Their national self-esteem and pride are gigantic
There were three principles that Germany defended as sacrosanct: no bail-out, no default, and no exit from the euro. The first one was violated in 2010 when it agreed to bail out Greece, Ireland and Portugal. Now, the Greeks are messing about on the second (yesterday the Prime Minister ordered the Finance Ministry to draw up a report on the possible consequences of a default). And leaving the euro has been brought up several times in the negotiations over the last few days.
The Spanish government is no stranger to this. The EU leadership do not like the prospect of opening the exit door of the euro club, because after Greece would go Portugal, and nobody knows where the list could end. But they would also like the Greek politicians to take events more seriously. "We knew long ago that the Greeks are the way they are. The problem is not only economic but political,” says a senior official.

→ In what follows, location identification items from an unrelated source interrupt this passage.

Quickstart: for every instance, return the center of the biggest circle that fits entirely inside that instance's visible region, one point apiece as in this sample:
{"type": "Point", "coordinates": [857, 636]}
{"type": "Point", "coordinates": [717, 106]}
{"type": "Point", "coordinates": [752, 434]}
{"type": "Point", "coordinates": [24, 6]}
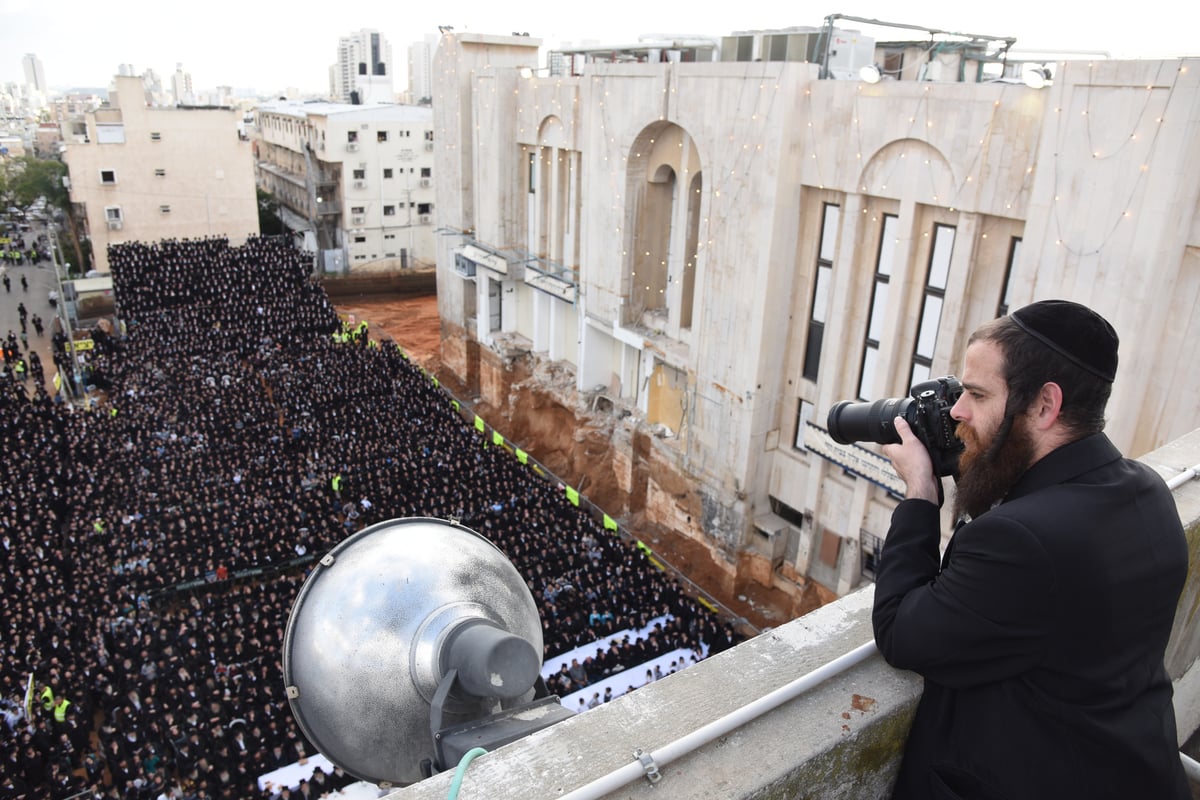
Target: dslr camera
{"type": "Point", "coordinates": [927, 411]}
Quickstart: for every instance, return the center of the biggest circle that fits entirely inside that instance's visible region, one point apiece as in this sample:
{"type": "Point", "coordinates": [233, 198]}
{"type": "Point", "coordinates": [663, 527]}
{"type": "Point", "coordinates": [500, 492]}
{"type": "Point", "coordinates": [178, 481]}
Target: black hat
{"type": "Point", "coordinates": [1073, 331]}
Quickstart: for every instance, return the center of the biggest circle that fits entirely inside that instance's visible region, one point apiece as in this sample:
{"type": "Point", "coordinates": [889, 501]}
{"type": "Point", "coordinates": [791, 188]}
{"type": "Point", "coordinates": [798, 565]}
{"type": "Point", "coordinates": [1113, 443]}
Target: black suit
{"type": "Point", "coordinates": [1042, 636]}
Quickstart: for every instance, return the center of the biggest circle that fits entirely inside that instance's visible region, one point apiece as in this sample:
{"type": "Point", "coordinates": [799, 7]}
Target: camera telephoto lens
{"type": "Point", "coordinates": [851, 422]}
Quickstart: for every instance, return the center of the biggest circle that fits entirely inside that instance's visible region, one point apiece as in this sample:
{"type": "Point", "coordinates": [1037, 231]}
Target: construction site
{"type": "Point", "coordinates": [545, 416]}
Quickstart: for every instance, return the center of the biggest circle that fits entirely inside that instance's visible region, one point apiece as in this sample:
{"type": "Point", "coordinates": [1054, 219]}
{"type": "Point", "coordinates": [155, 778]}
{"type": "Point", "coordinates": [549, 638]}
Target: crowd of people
{"type": "Point", "coordinates": [153, 539]}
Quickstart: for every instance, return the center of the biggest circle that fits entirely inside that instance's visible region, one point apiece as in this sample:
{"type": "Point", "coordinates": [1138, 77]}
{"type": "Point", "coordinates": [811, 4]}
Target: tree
{"type": "Point", "coordinates": [29, 179]}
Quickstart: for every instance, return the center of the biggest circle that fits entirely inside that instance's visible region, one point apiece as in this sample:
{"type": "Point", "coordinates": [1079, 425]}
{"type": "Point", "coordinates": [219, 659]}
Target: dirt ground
{"type": "Point", "coordinates": [413, 323]}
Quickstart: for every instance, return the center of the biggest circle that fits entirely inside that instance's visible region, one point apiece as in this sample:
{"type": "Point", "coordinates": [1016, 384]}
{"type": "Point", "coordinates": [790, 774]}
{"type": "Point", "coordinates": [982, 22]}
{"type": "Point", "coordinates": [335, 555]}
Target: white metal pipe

And the way out does not seem to lie in threats, like the German threat to appoint a proconsul or the French idea of creating a separate account where the money to pay the interest can be deposited. The Greeks have never felt inferior to other Europeans. Although their economy is in ruins, their national self-esteem and pride are gigantic. They have, in fact, always distrusted the idea of Europe, unless it would mean that Brussels would fund their lifestyle. But all this was known almost from the day they entered the EU.